Adopting Cloud-based Software for Biospecimen Management
CloudLIMS.com has announced that The University of Sheffield has adopted CloudLIMS Lite, for managing their biorepository operations—by replacing their legacy spreadsheets—for recording biospecimen data.
The University of Sheffield is a globally reputed university renowned for its world-leading research. It is also a world top-100 university, that strives to solve society’s greatest challenges through its excellence, impact, unique teaching and distinctiveness for its research-led learning. With the implementation of CloudLIMS Lite, the Sheffield Biorepository is able to track biospecimens, their corresponding storage locations and associated data with ease. Using the cloud-based software, they are able to cut costs on IT infrastructure and personnel. Furthermore, they are able to streamline collaboration between members of the biorepository and external institutions.
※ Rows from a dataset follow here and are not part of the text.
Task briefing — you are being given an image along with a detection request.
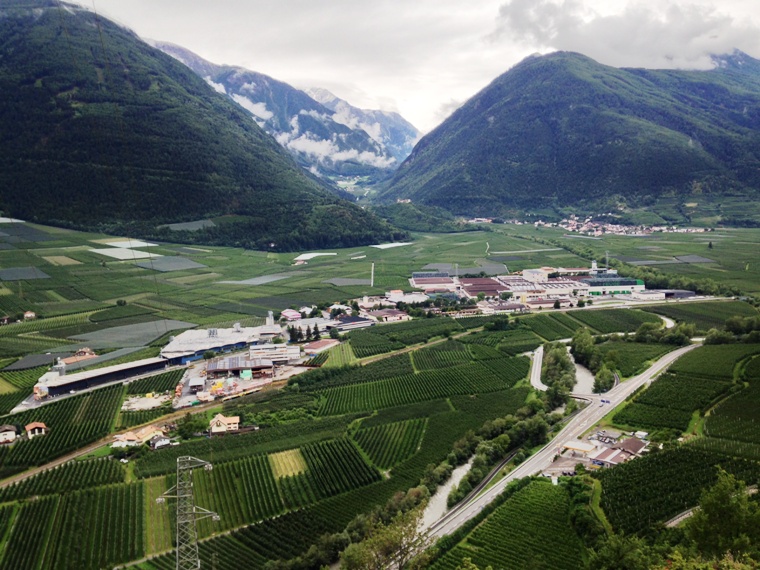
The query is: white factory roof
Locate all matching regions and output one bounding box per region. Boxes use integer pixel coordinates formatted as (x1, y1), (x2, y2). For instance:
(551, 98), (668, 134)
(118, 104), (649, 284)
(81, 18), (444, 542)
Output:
(37, 357), (166, 387)
(562, 440), (596, 453)
(161, 325), (282, 358)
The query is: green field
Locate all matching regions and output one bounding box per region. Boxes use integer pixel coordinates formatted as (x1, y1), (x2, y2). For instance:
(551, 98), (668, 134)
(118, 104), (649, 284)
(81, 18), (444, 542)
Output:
(0, 220), (760, 570)
(431, 481), (585, 570)
(647, 301), (758, 332)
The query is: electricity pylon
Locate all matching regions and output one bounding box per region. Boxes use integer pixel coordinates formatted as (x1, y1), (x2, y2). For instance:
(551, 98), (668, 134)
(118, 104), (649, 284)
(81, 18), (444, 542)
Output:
(156, 455), (219, 570)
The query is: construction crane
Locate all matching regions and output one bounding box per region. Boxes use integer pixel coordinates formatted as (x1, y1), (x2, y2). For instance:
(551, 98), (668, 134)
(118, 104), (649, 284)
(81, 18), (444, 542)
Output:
(156, 455), (219, 570)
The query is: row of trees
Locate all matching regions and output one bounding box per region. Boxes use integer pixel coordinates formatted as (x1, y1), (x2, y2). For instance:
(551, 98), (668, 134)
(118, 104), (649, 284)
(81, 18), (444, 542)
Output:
(570, 323), (696, 393)
(705, 316), (760, 344)
(541, 343), (576, 409)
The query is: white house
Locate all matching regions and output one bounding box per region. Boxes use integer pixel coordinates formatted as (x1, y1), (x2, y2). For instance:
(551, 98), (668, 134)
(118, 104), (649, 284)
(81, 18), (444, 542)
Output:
(0, 425), (16, 443)
(280, 309), (301, 321)
(111, 431), (142, 448)
(148, 435), (171, 449)
(209, 414), (240, 434)
(24, 422), (48, 439)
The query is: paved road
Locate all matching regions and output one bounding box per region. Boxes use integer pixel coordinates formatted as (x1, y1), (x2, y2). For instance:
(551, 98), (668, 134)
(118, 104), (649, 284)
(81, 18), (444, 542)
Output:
(530, 345), (549, 392)
(428, 344), (699, 537)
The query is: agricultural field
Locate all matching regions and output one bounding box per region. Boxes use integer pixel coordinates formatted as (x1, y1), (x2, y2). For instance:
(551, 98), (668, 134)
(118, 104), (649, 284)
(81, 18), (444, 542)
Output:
(704, 366), (760, 444)
(354, 418), (427, 469)
(670, 344), (760, 381)
(431, 480), (585, 570)
(645, 301), (758, 333)
(595, 445), (760, 533)
(0, 220), (760, 570)
(459, 328), (544, 356)
(411, 340), (472, 371)
(317, 342), (356, 368)
(320, 358), (529, 415)
(566, 309), (662, 334)
(0, 385), (124, 476)
(612, 343), (760, 428)
(596, 341), (678, 378)
(612, 402), (692, 432)
(522, 313), (579, 341)
(127, 369), (185, 395)
(494, 221), (760, 294)
(0, 458), (126, 503)
(116, 406), (172, 430)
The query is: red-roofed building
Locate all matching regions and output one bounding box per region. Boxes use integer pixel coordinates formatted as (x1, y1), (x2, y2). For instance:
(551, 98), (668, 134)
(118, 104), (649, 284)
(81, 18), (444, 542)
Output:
(24, 422), (48, 439)
(367, 309), (411, 323)
(302, 338), (340, 354)
(280, 309), (301, 321)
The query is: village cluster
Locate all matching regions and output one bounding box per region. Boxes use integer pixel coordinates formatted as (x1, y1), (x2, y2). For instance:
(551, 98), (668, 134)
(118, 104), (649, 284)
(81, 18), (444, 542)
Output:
(467, 215), (712, 237)
(5, 262), (693, 447)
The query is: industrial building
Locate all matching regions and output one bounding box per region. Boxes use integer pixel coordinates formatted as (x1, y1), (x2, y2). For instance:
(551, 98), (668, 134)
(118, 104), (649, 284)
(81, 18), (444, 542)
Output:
(248, 344), (301, 364)
(161, 317), (282, 364)
(206, 352), (274, 380)
(34, 357), (169, 400)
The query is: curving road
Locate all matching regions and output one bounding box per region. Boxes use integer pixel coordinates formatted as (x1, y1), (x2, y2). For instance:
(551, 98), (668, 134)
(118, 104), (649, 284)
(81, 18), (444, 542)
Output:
(427, 344), (699, 537)
(530, 344), (549, 392)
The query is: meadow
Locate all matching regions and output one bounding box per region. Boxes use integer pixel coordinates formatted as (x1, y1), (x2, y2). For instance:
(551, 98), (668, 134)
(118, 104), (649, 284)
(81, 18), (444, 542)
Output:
(0, 220), (760, 570)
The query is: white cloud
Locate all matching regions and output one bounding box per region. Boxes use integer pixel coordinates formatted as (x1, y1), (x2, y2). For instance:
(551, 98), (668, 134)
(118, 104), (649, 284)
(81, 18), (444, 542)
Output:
(76, 0), (760, 130)
(491, 0), (758, 69)
(203, 77), (227, 95)
(231, 93), (274, 122)
(277, 134), (396, 168)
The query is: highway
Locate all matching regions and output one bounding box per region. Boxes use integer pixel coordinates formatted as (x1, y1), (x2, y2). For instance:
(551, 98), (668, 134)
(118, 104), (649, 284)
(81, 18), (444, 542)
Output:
(428, 344), (699, 538)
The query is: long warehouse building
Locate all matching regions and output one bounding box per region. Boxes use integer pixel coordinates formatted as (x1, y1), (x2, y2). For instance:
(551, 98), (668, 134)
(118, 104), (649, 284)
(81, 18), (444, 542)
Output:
(34, 357), (169, 399)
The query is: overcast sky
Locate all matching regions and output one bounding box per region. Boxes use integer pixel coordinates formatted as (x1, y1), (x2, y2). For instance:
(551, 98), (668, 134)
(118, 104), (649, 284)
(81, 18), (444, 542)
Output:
(76, 0), (760, 131)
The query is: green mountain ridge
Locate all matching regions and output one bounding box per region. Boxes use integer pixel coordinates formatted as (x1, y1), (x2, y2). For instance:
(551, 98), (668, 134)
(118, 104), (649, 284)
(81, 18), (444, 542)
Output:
(379, 52), (760, 219)
(0, 0), (403, 249)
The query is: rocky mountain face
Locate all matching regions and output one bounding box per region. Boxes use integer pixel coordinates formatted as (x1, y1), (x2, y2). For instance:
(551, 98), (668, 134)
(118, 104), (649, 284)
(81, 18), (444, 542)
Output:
(381, 52), (760, 215)
(0, 0), (399, 249)
(306, 88), (421, 164)
(155, 42), (417, 180)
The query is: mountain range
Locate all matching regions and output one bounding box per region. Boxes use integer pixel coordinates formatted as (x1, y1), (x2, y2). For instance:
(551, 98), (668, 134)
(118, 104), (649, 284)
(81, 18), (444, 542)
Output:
(0, 0), (404, 250)
(380, 52), (760, 221)
(153, 42), (420, 180)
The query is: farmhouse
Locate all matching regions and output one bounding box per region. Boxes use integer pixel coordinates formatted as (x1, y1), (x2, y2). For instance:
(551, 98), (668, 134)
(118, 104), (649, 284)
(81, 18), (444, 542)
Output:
(0, 424), (16, 443)
(385, 289), (429, 306)
(589, 447), (632, 467)
(280, 309), (301, 321)
(209, 414), (240, 435)
(111, 431), (142, 448)
(562, 440), (596, 457)
(367, 309), (411, 323)
(303, 338), (340, 356)
(24, 422), (48, 439)
(148, 434), (172, 449)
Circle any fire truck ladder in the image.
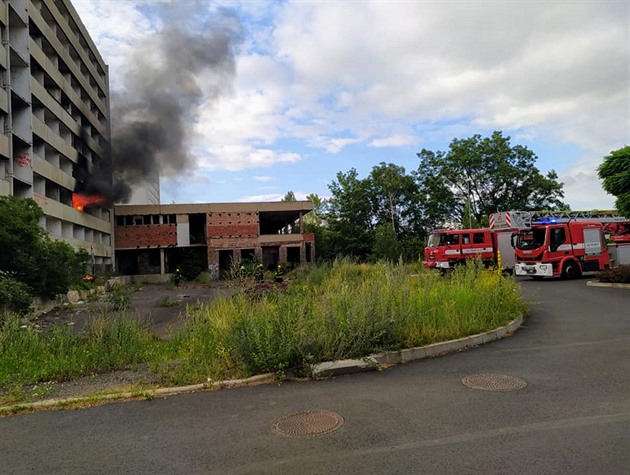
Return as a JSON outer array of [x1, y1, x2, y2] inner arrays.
[[490, 211, 630, 230]]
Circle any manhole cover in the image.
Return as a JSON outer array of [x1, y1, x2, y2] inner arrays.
[[271, 411, 343, 437], [462, 374, 527, 391]]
Steven Haynes, Core Facility Manager at Genomics Facility, Sheffield Biorepository said: "With CloudLIMS Lite, we are able to load our legacy data of 200,000 samples rapidly using the software's universal uploader. The uploader directly maps our existing data to the data fields in CloudLIMS Lite. The data fields and our laboratory workflows are easily configurable, and allows for a quick, cost effective deployment!"
Arun Apte, Chief Executive Officer of CloudLIMS said: “The University of Sheffield selected CloudLIMS Lite after a rigorous assessment of their needs and available solutions. We came in at a time when the biobank had already tried out another LIMS solution which was unable to meet their needs. We not only met their requirements, we also delivered additional functionality that they were looking for. We look forward to supporting The University of Sheffield's vision of delivering life-changing discoveries."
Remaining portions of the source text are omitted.